Sandboxing AI

Ethan LewisEthan Lewis
11 min read

Overview

Artificial intelligence (AI) is not just transforming technology—it’s reshaping how the world builds, thinks, and operates. As large language models (LLMs) become more capable and accessible, we’re seeing a profound shift: Developers can now create intelligent, dynamic systems that were previously unimaginable. Barriers are dropping. Innovation is accelerating. The edge of what’s possible is being redrawn daily.

At the heart of this revolution lies software. While AI models can be viewed as the engine, software is the infrastructure enabling them to connect, execute, and deliver value.

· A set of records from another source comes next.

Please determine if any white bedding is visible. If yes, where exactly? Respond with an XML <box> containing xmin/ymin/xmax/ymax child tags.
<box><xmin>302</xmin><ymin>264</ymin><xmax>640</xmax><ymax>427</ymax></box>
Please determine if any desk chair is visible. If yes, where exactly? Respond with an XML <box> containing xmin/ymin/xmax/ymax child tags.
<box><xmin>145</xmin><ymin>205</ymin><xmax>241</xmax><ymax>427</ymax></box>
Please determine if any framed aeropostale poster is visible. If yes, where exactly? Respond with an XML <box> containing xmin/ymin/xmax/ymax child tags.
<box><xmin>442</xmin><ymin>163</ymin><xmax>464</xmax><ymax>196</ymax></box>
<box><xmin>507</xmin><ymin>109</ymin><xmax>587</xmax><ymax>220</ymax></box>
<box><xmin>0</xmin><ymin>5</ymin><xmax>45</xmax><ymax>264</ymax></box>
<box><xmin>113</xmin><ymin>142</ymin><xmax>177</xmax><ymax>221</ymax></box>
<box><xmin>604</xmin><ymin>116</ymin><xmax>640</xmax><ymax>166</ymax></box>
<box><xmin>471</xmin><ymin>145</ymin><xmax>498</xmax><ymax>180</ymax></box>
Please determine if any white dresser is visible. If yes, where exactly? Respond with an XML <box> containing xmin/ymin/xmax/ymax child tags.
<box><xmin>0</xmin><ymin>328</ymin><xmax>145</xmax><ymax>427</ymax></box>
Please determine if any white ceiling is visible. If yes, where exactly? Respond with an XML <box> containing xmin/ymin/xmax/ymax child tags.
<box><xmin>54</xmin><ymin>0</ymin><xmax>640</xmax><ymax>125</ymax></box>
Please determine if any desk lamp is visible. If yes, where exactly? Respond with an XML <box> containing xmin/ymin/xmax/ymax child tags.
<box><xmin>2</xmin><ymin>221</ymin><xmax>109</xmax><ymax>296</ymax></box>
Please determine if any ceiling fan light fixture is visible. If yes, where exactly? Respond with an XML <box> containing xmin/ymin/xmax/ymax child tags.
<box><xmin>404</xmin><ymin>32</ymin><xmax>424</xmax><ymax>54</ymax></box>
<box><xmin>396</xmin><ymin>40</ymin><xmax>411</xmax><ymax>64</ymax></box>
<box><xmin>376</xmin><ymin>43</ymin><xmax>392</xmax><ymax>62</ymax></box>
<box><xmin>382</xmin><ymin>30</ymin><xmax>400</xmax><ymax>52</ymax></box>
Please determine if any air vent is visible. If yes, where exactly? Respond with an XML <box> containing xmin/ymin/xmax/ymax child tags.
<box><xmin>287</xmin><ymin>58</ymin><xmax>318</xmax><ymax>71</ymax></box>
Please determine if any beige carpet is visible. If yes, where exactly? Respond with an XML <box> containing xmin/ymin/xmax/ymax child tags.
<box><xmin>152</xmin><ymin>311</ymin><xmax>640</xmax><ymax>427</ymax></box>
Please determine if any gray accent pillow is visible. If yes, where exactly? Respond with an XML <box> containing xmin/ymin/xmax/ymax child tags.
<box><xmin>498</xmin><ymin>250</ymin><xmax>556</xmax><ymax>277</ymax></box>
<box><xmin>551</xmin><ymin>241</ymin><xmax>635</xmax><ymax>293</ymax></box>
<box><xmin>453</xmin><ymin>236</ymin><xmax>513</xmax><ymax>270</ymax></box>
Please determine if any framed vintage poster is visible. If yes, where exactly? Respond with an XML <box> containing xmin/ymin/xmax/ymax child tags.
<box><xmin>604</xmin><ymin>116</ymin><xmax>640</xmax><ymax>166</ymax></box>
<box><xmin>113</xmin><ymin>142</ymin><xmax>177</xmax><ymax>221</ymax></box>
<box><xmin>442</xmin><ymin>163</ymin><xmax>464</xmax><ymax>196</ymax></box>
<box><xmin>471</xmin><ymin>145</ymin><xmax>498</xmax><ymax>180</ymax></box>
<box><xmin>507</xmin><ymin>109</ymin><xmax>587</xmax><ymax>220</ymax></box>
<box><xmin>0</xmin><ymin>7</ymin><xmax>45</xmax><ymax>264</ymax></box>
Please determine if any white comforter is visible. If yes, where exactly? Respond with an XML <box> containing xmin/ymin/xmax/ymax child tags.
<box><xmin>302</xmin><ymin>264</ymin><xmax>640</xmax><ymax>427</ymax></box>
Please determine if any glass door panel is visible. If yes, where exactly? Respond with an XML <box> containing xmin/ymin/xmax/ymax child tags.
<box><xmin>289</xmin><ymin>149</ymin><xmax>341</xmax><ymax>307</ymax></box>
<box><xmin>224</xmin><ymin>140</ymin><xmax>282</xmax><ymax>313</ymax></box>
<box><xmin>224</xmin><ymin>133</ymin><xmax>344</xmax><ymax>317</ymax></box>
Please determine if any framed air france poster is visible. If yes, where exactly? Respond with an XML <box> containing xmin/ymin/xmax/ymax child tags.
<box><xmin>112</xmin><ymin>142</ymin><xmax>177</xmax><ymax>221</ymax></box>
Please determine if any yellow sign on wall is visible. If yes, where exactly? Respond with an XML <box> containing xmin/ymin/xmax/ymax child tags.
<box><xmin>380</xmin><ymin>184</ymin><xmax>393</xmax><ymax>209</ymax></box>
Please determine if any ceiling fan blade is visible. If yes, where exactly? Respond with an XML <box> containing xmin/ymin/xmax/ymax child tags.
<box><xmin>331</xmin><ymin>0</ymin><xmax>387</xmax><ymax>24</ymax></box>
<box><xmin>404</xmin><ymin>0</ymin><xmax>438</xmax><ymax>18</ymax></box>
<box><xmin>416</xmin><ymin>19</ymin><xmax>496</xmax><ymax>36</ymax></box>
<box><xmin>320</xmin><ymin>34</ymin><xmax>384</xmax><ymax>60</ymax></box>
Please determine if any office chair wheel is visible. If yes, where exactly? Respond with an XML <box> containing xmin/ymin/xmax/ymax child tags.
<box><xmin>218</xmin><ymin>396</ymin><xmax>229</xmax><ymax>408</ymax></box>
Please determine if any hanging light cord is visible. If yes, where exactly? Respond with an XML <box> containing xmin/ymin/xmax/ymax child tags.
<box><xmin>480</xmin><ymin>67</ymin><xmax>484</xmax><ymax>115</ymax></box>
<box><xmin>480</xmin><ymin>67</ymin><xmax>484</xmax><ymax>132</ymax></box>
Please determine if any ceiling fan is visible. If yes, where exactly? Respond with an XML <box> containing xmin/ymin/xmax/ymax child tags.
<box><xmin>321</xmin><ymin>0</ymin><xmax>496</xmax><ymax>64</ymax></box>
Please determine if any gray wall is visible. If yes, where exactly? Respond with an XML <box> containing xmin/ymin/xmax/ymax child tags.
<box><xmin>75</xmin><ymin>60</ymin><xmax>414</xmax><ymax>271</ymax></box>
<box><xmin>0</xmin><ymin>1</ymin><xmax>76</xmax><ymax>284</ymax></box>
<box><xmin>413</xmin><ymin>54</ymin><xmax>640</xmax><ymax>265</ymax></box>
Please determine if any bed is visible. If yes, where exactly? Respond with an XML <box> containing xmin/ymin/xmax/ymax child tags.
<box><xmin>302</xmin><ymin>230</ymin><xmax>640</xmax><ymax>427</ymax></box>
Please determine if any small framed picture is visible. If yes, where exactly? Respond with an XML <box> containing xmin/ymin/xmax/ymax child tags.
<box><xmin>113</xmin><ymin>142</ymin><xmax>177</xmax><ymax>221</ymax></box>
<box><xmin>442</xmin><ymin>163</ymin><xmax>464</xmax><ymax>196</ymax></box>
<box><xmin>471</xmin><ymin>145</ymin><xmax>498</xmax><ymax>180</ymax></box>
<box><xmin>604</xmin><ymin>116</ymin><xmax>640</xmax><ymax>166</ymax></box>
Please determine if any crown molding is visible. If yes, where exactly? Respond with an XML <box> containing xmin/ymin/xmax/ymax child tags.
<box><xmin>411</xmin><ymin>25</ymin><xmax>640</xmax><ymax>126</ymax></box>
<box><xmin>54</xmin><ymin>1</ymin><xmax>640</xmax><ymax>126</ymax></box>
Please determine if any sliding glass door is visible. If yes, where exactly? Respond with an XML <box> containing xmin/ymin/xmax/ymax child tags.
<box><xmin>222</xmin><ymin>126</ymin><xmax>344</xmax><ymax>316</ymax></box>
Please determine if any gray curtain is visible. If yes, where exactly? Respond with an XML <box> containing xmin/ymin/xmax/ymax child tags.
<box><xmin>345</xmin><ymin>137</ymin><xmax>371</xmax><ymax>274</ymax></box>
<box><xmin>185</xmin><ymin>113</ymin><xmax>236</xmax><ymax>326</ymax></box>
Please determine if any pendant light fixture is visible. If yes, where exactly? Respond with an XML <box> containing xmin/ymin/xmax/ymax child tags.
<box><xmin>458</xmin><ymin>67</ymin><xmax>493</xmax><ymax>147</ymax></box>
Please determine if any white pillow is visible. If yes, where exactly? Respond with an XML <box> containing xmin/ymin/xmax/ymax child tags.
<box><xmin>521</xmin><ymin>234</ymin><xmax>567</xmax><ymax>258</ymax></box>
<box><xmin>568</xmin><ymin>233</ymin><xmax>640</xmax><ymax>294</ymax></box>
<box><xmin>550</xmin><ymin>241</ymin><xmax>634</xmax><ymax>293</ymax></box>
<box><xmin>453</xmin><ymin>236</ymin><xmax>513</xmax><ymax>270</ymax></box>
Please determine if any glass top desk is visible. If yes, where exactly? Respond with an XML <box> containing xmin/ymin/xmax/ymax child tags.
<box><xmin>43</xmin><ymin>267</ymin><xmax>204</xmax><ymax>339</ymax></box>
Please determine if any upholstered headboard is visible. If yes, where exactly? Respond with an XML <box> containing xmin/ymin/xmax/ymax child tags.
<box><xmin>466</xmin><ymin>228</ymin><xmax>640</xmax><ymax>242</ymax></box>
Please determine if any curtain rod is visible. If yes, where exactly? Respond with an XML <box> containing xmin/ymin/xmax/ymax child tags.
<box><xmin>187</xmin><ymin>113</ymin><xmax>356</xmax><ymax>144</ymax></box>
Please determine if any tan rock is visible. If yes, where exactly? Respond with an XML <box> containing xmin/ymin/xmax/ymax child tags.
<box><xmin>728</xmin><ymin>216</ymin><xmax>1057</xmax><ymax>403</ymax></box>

As teams race to integrate LLMs into real-world systems, one trend is increasingly clear: building, testing, deploying, and securing AI-driven applications demands a new architecture pattern.

Many of today’s applications weren’t built with AI-native execution in mind. Integrations are often brittle, one-off, and tightly coupled to specific models or runtimes. Furthermore, once AI enters the loop, traditional workflows give way to nondeterministic paths, unpredictable behaviors, and execution contexts that defy conventional security assumptions.

It’s a thrilling time to be a developer. A single prompt can unlock functionality that once took months to build. Rigid APIs dissolve. Interfaces fade. However, with this power comes uncertainty. When AI is part of the execution path, much of the system is no longer deterministic—it’s probabilistic. The black box of inference becomes a black hole of potential outcomes. Even with predictable AI responses, user interaction within your application and its underlying data is drastically changing.

To address this, developers have turned to tool calling and agent frameworks—ways to let LLMs interact with real systems through structured protocols. These efforts are promising, but today’s approaches often sacrifice security, portability, and interoperability for speed. While LLMs are generating more code than ever, few systems are built to execute that code safely, consistently, or at scale.

Today, we’re introducing Hayride, our approach for standardizing AI agent execution using WebAssembly.

At Hayride, we believe the next era of AI development hinges on how we sandbox AI systems. This means rethinking the infrastructure that powers agentic systems and establishing trusted runtimes that are secure, composable, and built for the multimodal future.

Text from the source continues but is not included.